A free market think tank is arguing for bank bosses to have direct financial liability for bank failures.
In its report, Market-based bank regulation, published today, the Adam Smith Institute argues that bailouts have encouraged risky behaviour while more “blunt” regulation will not prevent future banking crises.
It suggests the only way to tackle problems of excessive risk-taking in banking is to make top executives liable for losses and failure through their bonuses and shareholdings.
The report says banks should be able to issue special shares to board members that can only be cashed after five years. If the bank fails then the directors would be held responsible for the value of the shares on the day they were received.
It also advocates allowing banks to have total clawback powers over any bonuses within 10 years if problems arise.
It says any rules should only be targeted at executives who have the power and authority to make decisions which have a material impact on the bank’s risk profile. The ASI argues bosses would be incentivised to build more rigorous managerial oversight of junior staff.

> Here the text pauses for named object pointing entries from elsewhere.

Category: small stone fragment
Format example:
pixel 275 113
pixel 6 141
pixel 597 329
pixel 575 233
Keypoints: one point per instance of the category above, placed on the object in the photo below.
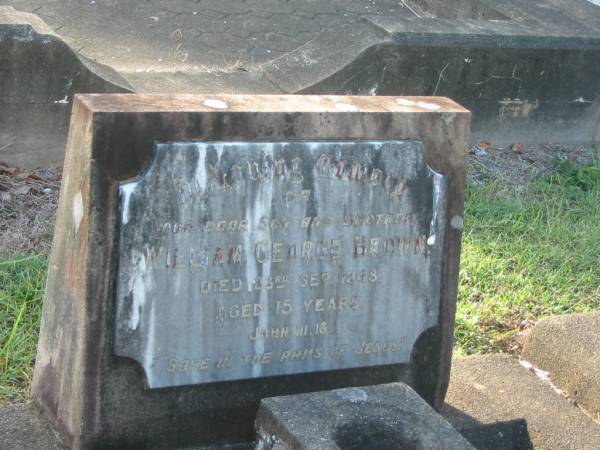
pixel 517 148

Author of the report Mikko Arevuo says: “An overly complex regulatory framework may result in the creation of risks that no one had predicted in advance, as banks try to find ways around the new regulations.
“I believe that effective regulation should focus on incentivising managers to behave in the interest of their firms’ key stakeholders, rather than focus on the institution level capital adequacy-based frameworks.”
The EU capital requirements directive IV is proposing to strip bankers of their bonuses if the bank dips below the required capital buffer threshold.